Seringkali ini memiliki konsekuensi bahwa seluruh keluarga memiliki pengakuan
agama orang Bali dan karena itu lambat laun orang-orang itu percaya sepanjang
waktu. Sebaliknya, dari tuan King saya mendapat keterangan bahwa tidak pernah
terjadi sepengetahuannya seorang Bali telah menjadi Mohamedan. Orang-orang Sasak
sendiri tidak lagi tahu kapan dan bagaimana nenek moyang mereka menjadi
Mahomedan. Sepertinya bagi saya bahwa Mahomedan pertama datang ke Lombok
dari Soembawa dan secara bertahap mengubah orang-orang dari pulau-pulau atau
orang-orang Bugis yang datang dari Celebes sebagai pedagang yang melakukan itu.

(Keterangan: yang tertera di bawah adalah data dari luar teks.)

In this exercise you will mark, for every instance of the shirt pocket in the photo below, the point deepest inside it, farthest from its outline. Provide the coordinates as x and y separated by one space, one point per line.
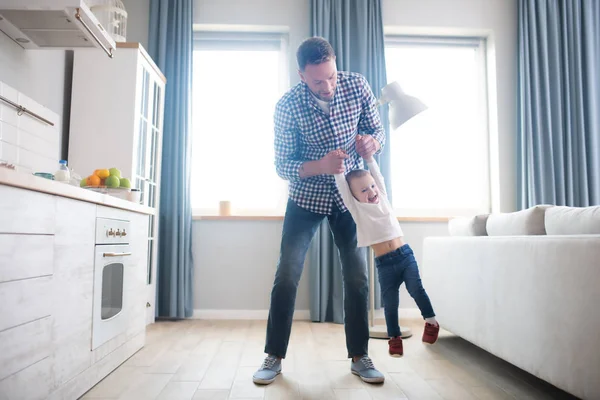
315 131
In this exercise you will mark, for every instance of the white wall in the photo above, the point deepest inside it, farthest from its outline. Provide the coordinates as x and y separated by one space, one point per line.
235 261
496 19
42 75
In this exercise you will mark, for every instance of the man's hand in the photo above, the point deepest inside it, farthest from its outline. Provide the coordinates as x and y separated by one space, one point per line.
333 162
367 146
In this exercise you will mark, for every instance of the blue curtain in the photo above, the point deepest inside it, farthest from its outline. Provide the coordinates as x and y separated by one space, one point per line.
170 45
355 31
559 102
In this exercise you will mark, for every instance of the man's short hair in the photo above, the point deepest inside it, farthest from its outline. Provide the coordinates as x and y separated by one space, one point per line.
314 50
356 173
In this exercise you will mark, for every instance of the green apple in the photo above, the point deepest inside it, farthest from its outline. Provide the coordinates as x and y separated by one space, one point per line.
112 182
115 172
125 183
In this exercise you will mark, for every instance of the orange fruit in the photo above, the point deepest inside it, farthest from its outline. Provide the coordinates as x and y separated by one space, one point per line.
93 180
102 173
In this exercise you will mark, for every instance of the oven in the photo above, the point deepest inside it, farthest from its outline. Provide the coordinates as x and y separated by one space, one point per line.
111 263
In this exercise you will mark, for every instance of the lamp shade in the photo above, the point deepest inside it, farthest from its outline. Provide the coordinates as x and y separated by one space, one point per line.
402 106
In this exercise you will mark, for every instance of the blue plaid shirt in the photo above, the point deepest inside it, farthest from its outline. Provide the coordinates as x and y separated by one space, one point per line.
303 132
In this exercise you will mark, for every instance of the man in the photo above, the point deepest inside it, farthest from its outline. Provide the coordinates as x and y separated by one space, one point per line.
318 116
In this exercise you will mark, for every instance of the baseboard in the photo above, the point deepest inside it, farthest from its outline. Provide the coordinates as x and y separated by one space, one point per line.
302 315
403 313
299 315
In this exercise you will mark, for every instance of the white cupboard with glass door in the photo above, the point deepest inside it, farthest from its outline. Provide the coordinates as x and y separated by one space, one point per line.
117 121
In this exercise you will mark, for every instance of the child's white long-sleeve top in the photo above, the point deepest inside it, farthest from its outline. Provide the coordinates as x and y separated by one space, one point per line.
375 223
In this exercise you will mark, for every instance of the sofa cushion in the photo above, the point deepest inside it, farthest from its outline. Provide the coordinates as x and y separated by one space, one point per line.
468 226
524 222
573 221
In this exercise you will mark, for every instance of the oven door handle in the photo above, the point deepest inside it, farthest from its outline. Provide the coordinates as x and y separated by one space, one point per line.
116 254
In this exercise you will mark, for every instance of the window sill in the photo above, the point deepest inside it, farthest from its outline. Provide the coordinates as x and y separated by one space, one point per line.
280 218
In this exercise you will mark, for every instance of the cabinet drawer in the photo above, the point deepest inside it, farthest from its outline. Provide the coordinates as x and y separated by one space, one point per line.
25 345
25 256
32 383
24 301
26 211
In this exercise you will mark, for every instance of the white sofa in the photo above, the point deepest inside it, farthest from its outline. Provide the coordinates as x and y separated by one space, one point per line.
525 287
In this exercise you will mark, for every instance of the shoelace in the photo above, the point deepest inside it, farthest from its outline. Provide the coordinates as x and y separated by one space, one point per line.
269 362
367 362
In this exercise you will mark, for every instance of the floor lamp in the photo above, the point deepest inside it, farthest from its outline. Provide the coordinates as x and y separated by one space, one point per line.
402 108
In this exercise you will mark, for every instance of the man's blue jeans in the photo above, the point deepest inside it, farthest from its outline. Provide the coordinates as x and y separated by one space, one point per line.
299 227
394 268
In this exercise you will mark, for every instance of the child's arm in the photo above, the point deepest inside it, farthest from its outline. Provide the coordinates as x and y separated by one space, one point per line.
344 188
376 173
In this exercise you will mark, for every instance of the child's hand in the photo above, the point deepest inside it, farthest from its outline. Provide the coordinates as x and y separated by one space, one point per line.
365 147
333 162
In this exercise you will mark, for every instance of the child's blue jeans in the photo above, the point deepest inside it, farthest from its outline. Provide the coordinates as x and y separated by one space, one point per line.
394 268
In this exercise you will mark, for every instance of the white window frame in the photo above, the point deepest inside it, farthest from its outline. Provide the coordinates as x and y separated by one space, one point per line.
251 40
480 44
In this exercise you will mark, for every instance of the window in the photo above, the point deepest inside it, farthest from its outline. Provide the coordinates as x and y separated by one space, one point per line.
237 81
440 158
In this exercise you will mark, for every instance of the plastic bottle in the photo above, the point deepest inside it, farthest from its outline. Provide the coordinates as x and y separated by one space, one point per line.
63 174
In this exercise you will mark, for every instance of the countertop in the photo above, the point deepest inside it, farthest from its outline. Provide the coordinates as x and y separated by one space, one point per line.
31 182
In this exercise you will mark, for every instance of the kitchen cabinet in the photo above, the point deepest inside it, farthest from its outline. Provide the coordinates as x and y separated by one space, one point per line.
116 121
46 290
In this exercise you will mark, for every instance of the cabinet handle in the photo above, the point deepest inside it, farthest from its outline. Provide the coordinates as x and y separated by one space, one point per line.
115 254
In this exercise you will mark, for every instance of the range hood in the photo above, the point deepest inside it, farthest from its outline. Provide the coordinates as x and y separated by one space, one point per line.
53 24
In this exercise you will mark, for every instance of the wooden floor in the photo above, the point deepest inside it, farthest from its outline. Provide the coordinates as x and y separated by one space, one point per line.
215 360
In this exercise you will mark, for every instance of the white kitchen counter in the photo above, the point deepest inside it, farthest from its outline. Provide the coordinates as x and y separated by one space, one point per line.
31 182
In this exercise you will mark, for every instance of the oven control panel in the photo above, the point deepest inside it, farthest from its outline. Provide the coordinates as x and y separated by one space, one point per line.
110 231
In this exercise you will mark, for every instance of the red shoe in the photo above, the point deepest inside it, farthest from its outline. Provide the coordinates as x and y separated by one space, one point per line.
396 347
430 333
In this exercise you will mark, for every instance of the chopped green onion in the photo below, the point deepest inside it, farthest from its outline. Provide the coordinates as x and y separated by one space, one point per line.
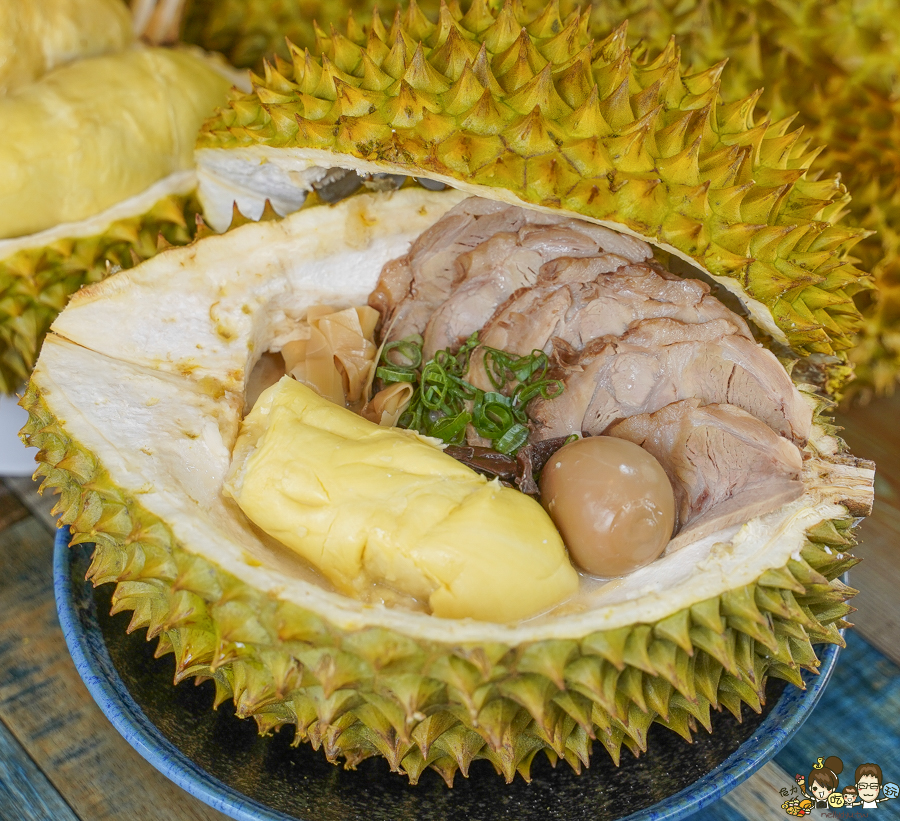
439 404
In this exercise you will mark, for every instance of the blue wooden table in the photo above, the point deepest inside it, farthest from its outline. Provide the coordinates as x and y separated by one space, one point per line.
60 760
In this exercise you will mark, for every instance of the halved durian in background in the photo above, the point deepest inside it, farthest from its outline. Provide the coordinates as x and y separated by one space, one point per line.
140 448
97 162
39 35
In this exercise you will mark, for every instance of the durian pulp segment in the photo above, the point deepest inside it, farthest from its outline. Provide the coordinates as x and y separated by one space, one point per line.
99 131
256 299
38 35
361 680
531 107
39 272
371 506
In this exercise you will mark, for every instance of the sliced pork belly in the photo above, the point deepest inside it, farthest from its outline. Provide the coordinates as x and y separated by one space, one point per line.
724 464
576 301
469 263
661 361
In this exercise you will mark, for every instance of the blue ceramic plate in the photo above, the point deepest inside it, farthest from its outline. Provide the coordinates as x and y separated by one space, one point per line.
221 760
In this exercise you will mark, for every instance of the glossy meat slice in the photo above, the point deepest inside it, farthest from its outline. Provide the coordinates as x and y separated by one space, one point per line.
726 466
661 361
471 261
576 301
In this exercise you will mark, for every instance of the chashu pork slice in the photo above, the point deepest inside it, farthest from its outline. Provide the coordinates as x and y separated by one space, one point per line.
661 361
459 272
726 467
579 300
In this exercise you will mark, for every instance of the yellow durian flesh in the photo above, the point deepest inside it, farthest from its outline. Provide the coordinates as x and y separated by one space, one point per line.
38 35
99 131
370 505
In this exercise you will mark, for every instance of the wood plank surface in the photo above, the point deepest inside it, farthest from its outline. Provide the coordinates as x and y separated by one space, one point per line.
25 792
46 707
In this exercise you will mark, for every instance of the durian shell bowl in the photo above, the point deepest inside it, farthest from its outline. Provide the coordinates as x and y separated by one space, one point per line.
138 452
702 628
270 780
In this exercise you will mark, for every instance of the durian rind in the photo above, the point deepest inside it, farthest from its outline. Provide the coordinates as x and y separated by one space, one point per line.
40 272
836 64
360 681
542 115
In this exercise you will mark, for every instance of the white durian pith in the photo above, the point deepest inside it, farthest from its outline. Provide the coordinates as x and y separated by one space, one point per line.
239 295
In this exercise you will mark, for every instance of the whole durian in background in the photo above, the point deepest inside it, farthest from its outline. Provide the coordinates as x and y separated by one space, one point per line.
96 160
836 64
532 111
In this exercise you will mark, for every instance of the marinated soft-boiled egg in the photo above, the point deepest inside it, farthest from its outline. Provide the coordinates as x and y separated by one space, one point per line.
611 501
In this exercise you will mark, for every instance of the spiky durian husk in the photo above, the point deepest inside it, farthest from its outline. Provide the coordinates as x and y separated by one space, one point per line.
36 283
428 704
561 122
835 64
249 32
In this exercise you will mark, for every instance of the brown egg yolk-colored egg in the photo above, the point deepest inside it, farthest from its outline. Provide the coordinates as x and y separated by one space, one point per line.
611 501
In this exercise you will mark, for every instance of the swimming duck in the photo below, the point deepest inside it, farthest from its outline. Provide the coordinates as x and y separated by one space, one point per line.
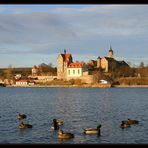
124 124
64 135
93 130
130 121
23 126
56 123
21 116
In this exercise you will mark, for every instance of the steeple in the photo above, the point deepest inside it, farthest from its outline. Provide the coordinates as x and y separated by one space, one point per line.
110 52
64 51
111 48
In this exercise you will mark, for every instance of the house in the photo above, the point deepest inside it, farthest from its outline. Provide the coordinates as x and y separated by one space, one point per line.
22 83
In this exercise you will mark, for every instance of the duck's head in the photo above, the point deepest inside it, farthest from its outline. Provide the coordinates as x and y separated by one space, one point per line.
99 126
60 132
54 120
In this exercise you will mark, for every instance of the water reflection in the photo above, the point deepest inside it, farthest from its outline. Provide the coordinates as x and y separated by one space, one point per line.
79 109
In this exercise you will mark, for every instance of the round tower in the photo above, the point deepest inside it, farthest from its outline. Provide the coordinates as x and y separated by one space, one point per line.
98 62
110 52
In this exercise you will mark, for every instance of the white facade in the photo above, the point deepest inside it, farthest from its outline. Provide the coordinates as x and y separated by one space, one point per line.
103 81
21 83
74 72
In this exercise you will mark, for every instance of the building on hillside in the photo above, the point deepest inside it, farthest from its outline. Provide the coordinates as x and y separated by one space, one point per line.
108 63
63 60
67 69
21 82
76 69
35 70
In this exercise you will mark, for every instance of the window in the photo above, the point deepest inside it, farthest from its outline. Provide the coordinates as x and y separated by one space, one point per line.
78 71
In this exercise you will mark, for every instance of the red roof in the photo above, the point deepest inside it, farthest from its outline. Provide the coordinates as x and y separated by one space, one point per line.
76 65
22 81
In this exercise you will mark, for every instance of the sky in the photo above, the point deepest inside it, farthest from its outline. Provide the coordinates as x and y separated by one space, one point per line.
37 33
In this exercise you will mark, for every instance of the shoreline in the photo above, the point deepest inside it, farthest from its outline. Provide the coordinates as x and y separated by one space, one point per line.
82 86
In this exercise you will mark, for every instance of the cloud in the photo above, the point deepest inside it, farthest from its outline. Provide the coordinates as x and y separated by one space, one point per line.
79 29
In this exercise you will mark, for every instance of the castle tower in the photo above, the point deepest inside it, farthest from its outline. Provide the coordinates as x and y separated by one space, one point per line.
63 60
98 62
110 53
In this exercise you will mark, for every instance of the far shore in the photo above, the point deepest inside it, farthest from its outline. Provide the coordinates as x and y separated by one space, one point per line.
84 86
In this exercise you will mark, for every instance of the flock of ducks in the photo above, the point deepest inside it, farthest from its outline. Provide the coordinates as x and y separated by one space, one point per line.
23 125
66 135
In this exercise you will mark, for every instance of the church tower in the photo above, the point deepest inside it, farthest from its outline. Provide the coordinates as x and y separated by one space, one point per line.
110 53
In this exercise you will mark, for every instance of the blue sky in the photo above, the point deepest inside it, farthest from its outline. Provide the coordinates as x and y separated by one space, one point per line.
35 34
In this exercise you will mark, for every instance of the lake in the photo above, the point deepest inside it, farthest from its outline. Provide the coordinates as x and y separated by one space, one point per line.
79 108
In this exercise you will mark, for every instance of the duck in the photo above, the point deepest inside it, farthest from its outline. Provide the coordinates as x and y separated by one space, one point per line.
93 130
56 123
124 124
23 126
130 121
21 116
64 135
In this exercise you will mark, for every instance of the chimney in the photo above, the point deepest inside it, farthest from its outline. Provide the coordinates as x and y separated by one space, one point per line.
64 51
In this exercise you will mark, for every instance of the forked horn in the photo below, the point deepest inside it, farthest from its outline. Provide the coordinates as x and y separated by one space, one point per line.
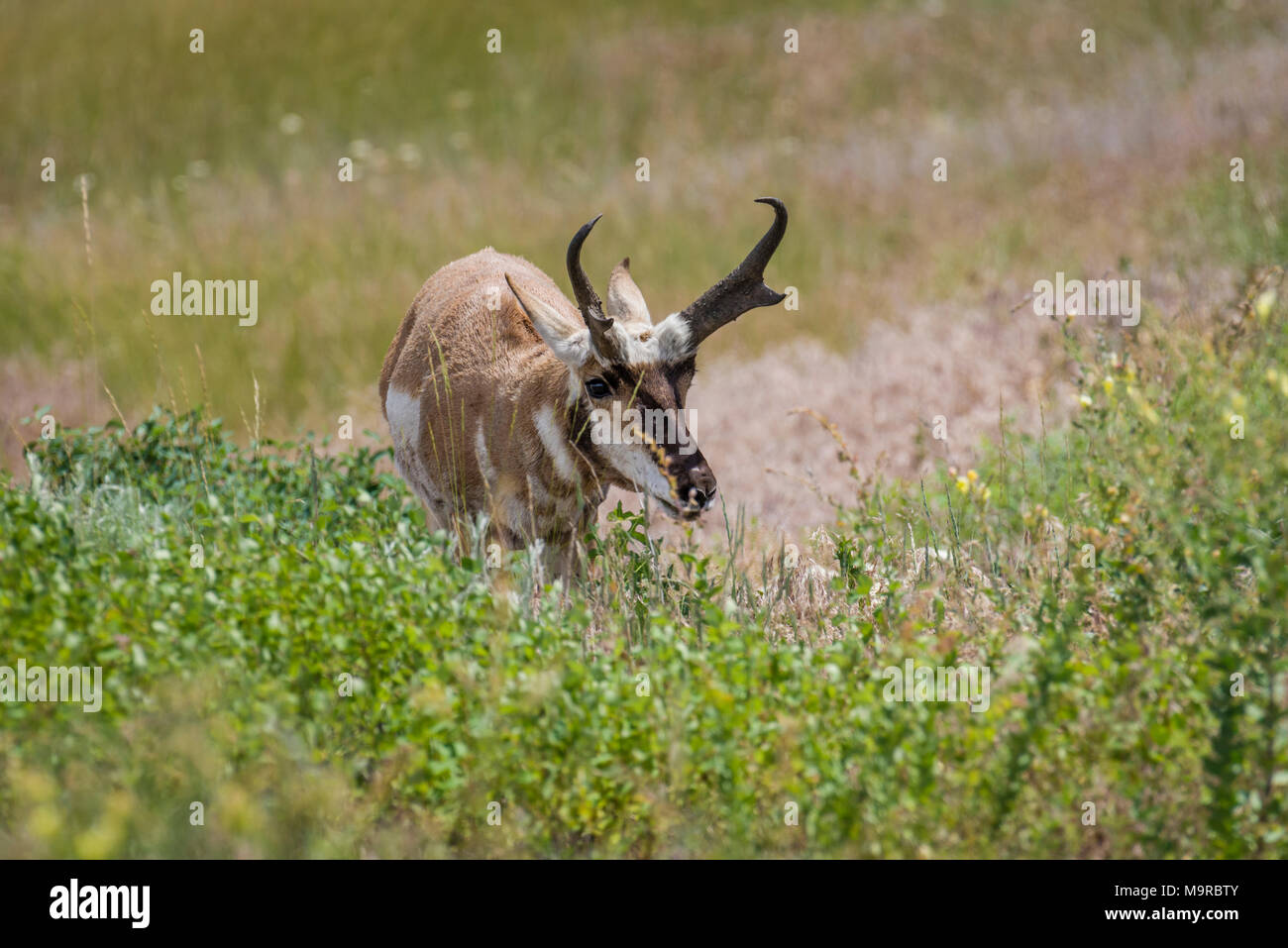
588 300
743 288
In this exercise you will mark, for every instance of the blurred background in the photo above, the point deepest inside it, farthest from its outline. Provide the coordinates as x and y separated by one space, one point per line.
223 165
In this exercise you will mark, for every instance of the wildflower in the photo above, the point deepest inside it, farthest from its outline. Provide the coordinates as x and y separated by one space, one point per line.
1265 303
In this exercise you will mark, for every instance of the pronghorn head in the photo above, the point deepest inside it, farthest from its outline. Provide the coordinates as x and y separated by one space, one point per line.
629 376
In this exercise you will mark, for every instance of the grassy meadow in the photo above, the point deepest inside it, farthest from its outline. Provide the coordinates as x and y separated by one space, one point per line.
284 643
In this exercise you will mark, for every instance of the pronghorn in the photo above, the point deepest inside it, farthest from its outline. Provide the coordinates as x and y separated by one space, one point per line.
492 384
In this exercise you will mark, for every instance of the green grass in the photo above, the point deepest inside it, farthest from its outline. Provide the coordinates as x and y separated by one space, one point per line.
678 702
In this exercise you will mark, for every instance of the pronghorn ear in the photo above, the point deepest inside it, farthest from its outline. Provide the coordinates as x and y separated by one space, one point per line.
625 300
567 340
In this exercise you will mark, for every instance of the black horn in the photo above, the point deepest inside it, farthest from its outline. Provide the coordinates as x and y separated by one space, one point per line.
588 300
742 290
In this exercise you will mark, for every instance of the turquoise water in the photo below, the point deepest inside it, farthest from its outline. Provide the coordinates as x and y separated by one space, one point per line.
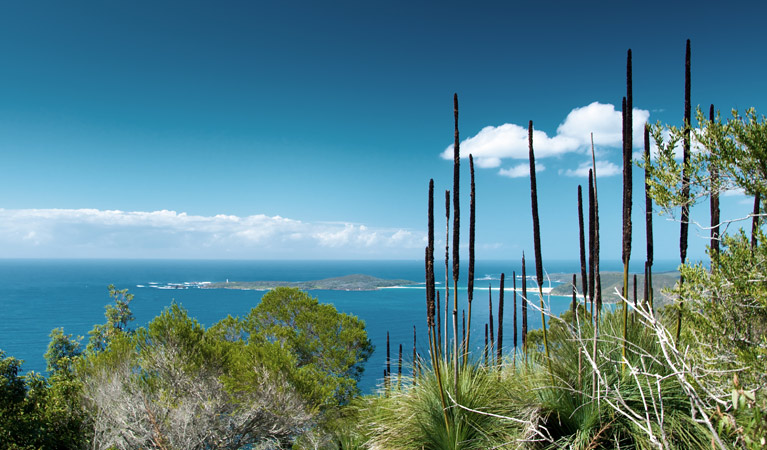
39 295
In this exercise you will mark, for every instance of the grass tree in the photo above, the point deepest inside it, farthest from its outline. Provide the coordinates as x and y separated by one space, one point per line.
470 288
537 239
456 236
499 346
627 193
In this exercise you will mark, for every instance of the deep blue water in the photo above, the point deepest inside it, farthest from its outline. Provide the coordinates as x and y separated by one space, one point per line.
39 295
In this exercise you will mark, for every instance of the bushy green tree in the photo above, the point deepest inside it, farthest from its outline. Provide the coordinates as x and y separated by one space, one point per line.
725 306
38 413
268 377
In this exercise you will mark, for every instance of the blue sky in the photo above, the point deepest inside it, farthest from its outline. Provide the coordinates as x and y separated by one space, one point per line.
264 130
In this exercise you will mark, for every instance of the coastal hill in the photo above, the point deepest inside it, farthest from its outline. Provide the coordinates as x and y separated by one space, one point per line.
612 281
356 282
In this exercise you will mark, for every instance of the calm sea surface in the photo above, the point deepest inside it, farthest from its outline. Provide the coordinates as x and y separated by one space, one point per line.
39 295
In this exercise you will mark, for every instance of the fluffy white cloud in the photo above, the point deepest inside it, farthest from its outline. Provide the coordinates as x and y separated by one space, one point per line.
604 169
521 170
493 144
111 233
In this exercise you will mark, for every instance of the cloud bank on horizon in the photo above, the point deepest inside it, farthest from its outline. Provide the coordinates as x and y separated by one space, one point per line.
93 233
493 144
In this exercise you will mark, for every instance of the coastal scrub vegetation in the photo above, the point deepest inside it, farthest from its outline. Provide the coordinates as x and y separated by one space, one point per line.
686 375
268 379
689 374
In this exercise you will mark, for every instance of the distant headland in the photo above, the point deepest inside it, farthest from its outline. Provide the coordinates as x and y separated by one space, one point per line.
356 282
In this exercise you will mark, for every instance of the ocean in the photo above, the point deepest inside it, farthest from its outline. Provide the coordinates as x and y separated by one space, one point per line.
37 296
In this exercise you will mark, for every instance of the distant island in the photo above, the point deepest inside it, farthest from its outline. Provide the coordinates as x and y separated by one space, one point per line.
614 280
356 282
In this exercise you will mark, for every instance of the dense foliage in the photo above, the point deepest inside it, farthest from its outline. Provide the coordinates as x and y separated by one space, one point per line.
277 375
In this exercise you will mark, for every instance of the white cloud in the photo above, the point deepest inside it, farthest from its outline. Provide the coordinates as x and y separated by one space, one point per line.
604 169
521 170
111 233
493 144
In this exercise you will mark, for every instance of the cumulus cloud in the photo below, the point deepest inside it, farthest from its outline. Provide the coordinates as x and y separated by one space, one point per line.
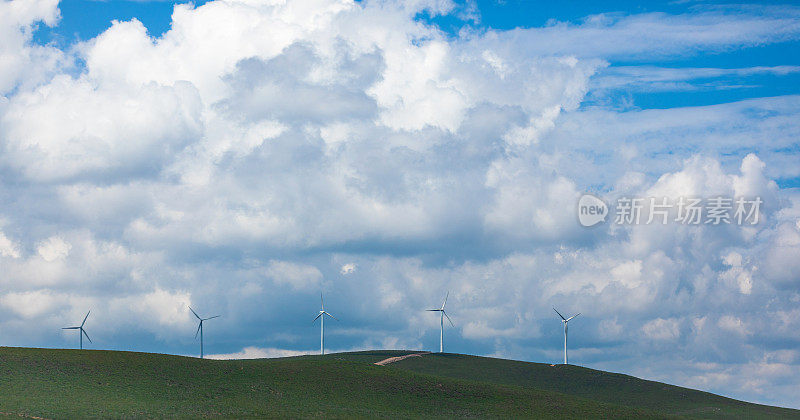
257 153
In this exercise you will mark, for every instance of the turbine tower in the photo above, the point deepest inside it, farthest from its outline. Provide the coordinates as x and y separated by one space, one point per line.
442 315
82 332
565 321
321 317
200 329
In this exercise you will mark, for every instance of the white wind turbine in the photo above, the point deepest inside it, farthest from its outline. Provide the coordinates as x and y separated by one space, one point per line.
200 329
565 321
321 317
442 315
81 331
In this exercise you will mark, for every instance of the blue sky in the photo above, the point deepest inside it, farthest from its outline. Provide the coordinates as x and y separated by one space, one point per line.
243 157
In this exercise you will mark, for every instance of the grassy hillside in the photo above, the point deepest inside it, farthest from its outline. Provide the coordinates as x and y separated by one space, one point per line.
591 384
91 383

Bagaimanapun mereka yang masuk agama Mohamedan ini tampaknya telah
dilakukan dengan cara damai dan bukan oleh senjata.
Para penguasa Lombok (kerajaan Bali Selaparang) tampaknya oke-oke saja apa yang ada
tentang agama yang dianut penduduk Sasak dan tidak mengganggunya. Namun menjadi lain,
ketika seorang haji asal Dompoe yang beberapa waktu sebelumnya yang pulang dari Mekah
memilih menetap di Lombok namanya Hadji Abdoel Gani untuk berdakwah di antara
penduduk kepercayaan Bodha (Islam Waktoe Teloe), Para pangeran terganggu. Lalu
kemudian pendakwah tersebut diusir oleh para pangeran dari Lombok (lihat Nederlandsch
Indie, 26-08-1859). Disebutkan Hadji Abdoel Gani yang telah memiliki sejumlah pengikut
mengungsi ke Soembawa, dimana guru haji terus meneruskan dakwahnya. Haji Abdoel Gani
di Soembawa sangat dihormati.

Meski Hadji Abdoel Gani telah relokasi ke Soembawa, para pangeran Selaparang
tetap keberatann dan keluhan mereka itu telah disampaikan kepada Pemerintah Hindia
Belanda. Para pangeran beralasan karena sultan kekaisaran Soembawa membiarkan
Hadji Abdoel Gani menghasut untuk berperang melawan Bali Selaparang. Kebenaran
klaim ini tidak dikonfirmasi meskipun atas perintah Gubernur Jenderal. Namun
demikian, atas inisiatif sendiri pejabat yang bertanggungjawab di Bonthain en
Boelekomba pergi menyelidikinya atas persetujuan dari Gubernur Celebes. Pejabat
tersebut juga mengetahui bahwa Hadji Abdoel Gani juga berdakwah di Bima. Seperti
di Soembawa sang pandakwah juga sangat dihormati di Bima.

Berdasarkan keterangan tersebut, Hadji Abdoel Gani besar dugaan adalah ulama besar.
Seorang ulama yang berpengalaman di Mekkah dan Malaka yang sangat dihortmati di pulau
Lombok dan pulau Soembawa. Namun perkembangan agama Islam di Lombok terhalangi.
Tampaknya para pangeran Bali Selaparang sangat khawatir jika ada ulama yang masuk ke
Lombok akan menjadi ancaman bagi mereka. Para pangeran hanya ingin status quo seperti
yang digambarkan oleh Heinrich Zollinger.